Historically, the terms gender and sex have been used inter- changeably. Because of this, gender is often viewed as a binary—a person is either male or female—and it is assumed that a person’s gender matches their biological sex. This is not always the case, however, and more recent research has separated these two terms. While the majority of people do identify with the gender that matches their biological sex (cisgender), an estimated 0.6% of the population identify with a gender that does not match their biological sex (trans- gender) (Flores et al., 2016). For example, an individual who is biologically male may identify as female, or vice versa.

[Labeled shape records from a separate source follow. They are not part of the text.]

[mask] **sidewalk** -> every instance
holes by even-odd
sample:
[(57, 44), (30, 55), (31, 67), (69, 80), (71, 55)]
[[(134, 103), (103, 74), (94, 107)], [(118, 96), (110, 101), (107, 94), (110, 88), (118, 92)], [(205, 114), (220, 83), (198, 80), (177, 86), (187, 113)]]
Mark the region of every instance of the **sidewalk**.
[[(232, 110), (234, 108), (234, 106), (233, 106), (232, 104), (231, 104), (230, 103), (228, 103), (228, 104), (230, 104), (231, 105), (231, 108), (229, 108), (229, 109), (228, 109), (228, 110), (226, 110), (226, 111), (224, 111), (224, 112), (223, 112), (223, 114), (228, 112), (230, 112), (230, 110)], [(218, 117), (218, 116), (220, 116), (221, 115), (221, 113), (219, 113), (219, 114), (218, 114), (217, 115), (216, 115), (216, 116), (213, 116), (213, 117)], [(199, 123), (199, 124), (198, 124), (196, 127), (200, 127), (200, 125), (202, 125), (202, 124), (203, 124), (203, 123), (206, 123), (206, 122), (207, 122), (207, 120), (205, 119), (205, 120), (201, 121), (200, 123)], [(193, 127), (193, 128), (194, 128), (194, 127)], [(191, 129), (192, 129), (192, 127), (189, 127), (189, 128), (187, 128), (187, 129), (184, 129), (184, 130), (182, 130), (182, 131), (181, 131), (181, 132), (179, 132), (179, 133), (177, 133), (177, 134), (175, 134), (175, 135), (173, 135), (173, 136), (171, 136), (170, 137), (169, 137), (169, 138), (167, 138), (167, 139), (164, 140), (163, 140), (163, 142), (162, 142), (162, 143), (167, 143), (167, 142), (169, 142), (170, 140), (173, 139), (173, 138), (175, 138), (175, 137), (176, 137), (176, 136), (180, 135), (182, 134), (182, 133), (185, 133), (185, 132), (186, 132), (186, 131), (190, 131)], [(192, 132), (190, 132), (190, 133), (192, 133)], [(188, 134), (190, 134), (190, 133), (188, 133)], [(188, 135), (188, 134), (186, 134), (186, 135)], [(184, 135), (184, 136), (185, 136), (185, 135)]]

In addition to separating gender and sex, recent research has also begun to conceptualize gender in ways beyond the gender binary. Genderqueer and gender nonbinary are umbrella terms used to describe a wide range of individuals who do not identify with and/or conform to the gender binary. These terms encompass a variety of more specific labels individuals may use to describe themselves. Some common labels are genderfluid, agender, and bigender. An individual who is genderfluid may identify as male, female, both, or neither at different times and in different circumstances. An individual who is agender may have no gender or describe themselves as having a neutral gender, while bigender individuals identify as two genders.
It is important to remember that sex and gender do not always match and that gender is not always binary; however, a large majority of prior research examining gender has not made these distinctions. Thus, the following sections will discuss gender as a binary.